Hairy Maclary's Bone
- Author: Lynley Dodd
- Language: English
- Series: Hairy Maclary
- Genre: Children's book
- Publisher: Mallinson Rendel Publishers Limited
- Publication date: 1984
- Publication place: New Zealand
- ISBN: 0-908606-29-X
- Preceded by: Hairy Maclary From Donaldson’s Dairy
- Followed by: Hairy Maclary Scattercat

= Hairy Maclary's Bone =

1984 children's book by Lynley Dodd

Hairy Maclary's Bone first published in 1984, is the second of the popular series of books by New Zealand author Lynley Dodd featuring Hairy Maclary. His adventures are usually in the company of his other dog friends. His arch-enemy is the belligerent soft grey tabby named Scarface Claw.
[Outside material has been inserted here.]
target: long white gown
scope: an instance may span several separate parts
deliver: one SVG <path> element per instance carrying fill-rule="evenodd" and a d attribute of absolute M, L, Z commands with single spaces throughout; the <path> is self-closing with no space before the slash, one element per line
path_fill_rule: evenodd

Written for pre-school children, with rhythmic, rhyming text, it has become a best-selling bedtime storybook in New Zealand and Australia.
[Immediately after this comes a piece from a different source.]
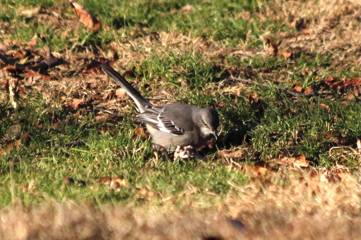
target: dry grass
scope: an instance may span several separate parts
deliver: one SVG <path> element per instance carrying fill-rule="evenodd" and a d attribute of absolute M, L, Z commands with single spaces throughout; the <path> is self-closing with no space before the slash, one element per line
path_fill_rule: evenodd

In this book, Hairy Maclary is given a tasty bone from the town butcher Samuel Stone and must get back to Donaldson's Dairy with it while fending off his five doggie friends - Hercules Morse the English Mastiff, Muffin McLay the Old English Sheepdog, Bottomley Potts the Dalmatian, Bitzer Maloney the Greyhound and Schnitzel Von Krumm the Dachshund.